Volume 3, Number 1 - Fall 2011


Emmanuel Gouabault, Annik Dubied, Claudine Burton-Jeangros

Genuine Zoocentrism or Dogged Anthropocentrism? On the Personification of Animal Figures in the News

Abstract

Human-Animal relationships are changing and the media coverage of animal issues plays a major part in these transformations. The personification of animals is a socially-constructed process through which the status of a person is attributed to an animal. In this article, we analyze this process in the media, through successive analytical steps. Identifying the attributes of animal personification enables us to distinguish three increasingly complex levels of this process. In the most developed stage, the process of ‘starification’ is applied to the animal, such as in the 2007 case of the polar bear Knut, the abandoned cub of the Berlin Zoo.
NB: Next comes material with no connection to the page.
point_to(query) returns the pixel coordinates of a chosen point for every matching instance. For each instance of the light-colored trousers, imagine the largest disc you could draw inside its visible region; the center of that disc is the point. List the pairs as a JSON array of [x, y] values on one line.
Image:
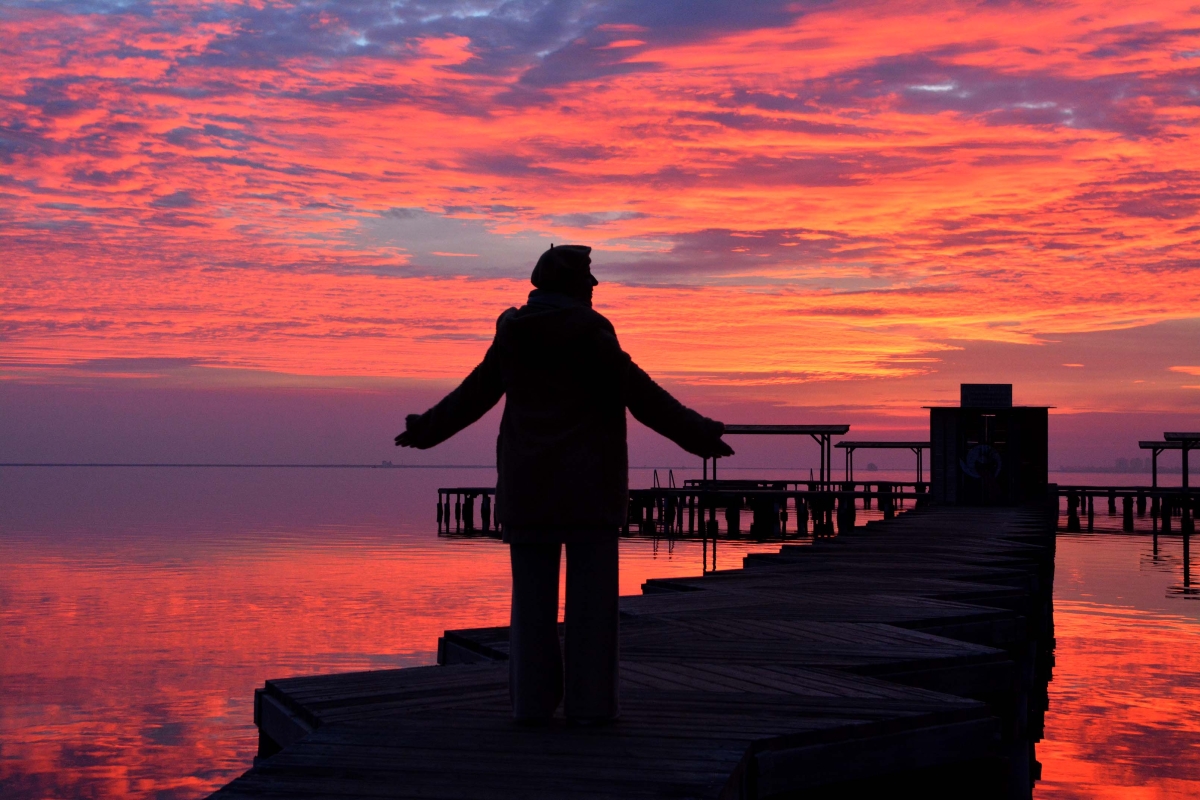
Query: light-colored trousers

Using the ‘contrasted portrait’ approach, we then compare this story to an opposite animal figure, also making headline news in the media at the same time, namely the three pitbulls dogs who killed a child on his way to school in the eastern part of Switzerland. This analysis illustrates a number of current mutations in human-animal relationships and challenges the idea of ‘growing zoocentrism.’ Indeed, personified animals transformed in human figures rather than promoted as subjects of interest in themselves, suggest a permanence of anthropocentrism.